Retail chain Forever 21 entered the metaverse in December when it opened a virtual store on Roblox, a digital gaming platform popular with children. Users come into the multilevel digital store on a carpet with paparazzi snapping photos and, once inside, their avatars can buy furniture, clothes and accessories and try on makeup.
But Jamie Salter, founder, chairman and CEO of New York-based Authentic Brands, which owns Forever 21, thinks it's too early to say what role the metaverse will have for core retail businesses. Salter said brick-and-mortar locations still have a future even if the metaverse, a 3D version of the internet where people interact in an environment resembling the physical world, proves to be a vital revenue generator in selling goods and services.
"The experience of physical retail is really, really important," Salter said during a panel at the Milken Institute Global Conference this month in Los Angeles. Now the discussion of retail in the metaverse is continuing this week at the ICSC Las Vegas conference, where shopping center owners are comparing notes on the future of the industry.
Brandon Isner, Americas head of retail thought leadership at CBRE, said Monday at ICSC Las Vegas that while there's an increased level of business activity in the metaverse now, much remains to be learned from how the platform can interact with commercial real estate. That's in part because the metaverse itself isn't fully formed yet.
"Some feel like that the true metaverse doesn't actually exist yet because it remains a fragmented place," he said.
Proponents argue the metaverse is "e-commerce 2.0" and that virtual malls will allow users to try on products, interact with friends and connect with sellers while digital shopping, according to a March report from Citi GPS. That may mean big business for retailers, as the metaverse may have up to 5 billion users by 2030 and have a total addressable market of $8 trillion to $13 trillion, according to the report.
Not everyone's buying into the metaverse.
Garrick Brown, director of advisory services and business development for Walnut Creek, California-based Lockehouse Retail Group, said metaverse technology such as virtual reality headsets is years away from becoming more accessible to everyday users.
"Retailers have to pay attention to what happens there, but it's in such [an] early stage," said Brown, who had been talking about the issue even before the ICSC Las Vegas this week.

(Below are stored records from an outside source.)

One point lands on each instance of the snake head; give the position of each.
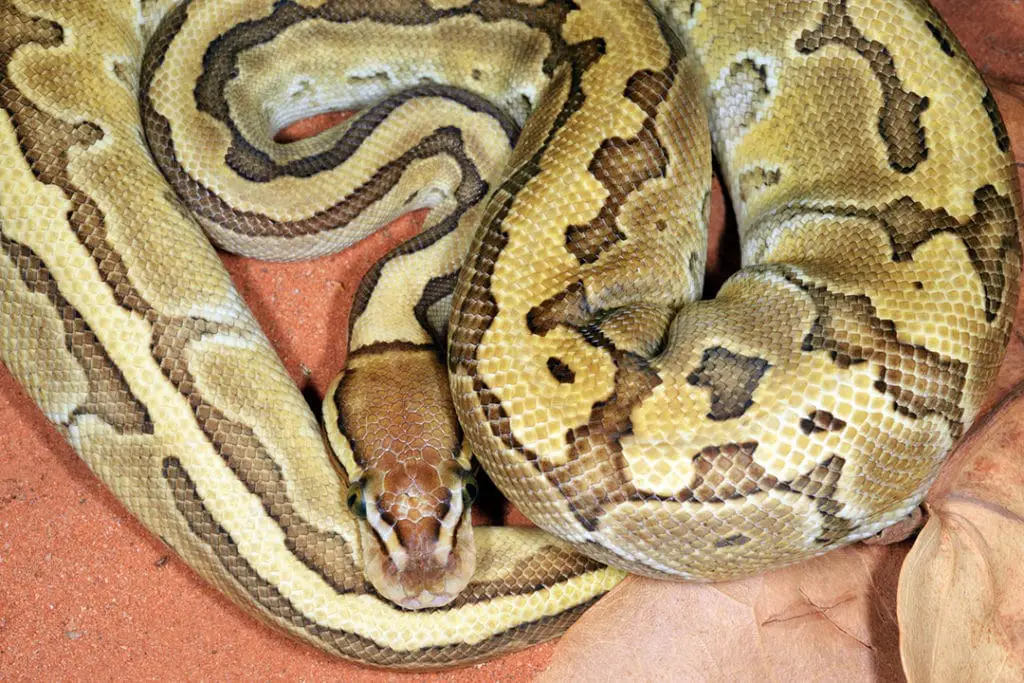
(412, 488)
(417, 532)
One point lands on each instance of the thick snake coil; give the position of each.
(565, 145)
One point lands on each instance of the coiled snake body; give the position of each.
(565, 145)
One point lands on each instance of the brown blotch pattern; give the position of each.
(726, 472)
(568, 307)
(755, 180)
(623, 166)
(732, 541)
(998, 127)
(729, 472)
(899, 117)
(279, 608)
(990, 235)
(919, 381)
(732, 379)
(323, 552)
(110, 397)
(433, 309)
(560, 371)
(820, 484)
(820, 421)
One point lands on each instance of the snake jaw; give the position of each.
(418, 562)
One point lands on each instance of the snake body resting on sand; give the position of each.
(562, 148)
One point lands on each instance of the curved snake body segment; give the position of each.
(808, 406)
(812, 401)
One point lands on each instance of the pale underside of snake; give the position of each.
(564, 146)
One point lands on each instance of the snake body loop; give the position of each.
(547, 318)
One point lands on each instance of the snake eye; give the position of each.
(469, 488)
(356, 503)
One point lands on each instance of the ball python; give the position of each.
(548, 317)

Some physical retail landlords don't think the metaverse is a fad, but neither do they believe it poses a threat to brick-and-mortar business. Sandy Sigal, president and CEO of Los Angeles-based landlord NewMark Merrill Cos., said at least 20 of the company's tenants are thinking about their role in the metaverse. Sigal, who like Brown has been discussing the issue for a while, said the metaverse will have its fits and starts as it grows but that it's a valid world that will have a marketplace.
"I think physical real estate will have a counterpart in the metaverse, and eventually they may be competitive, but in the long run I would bet on them being complementary," Sigal said.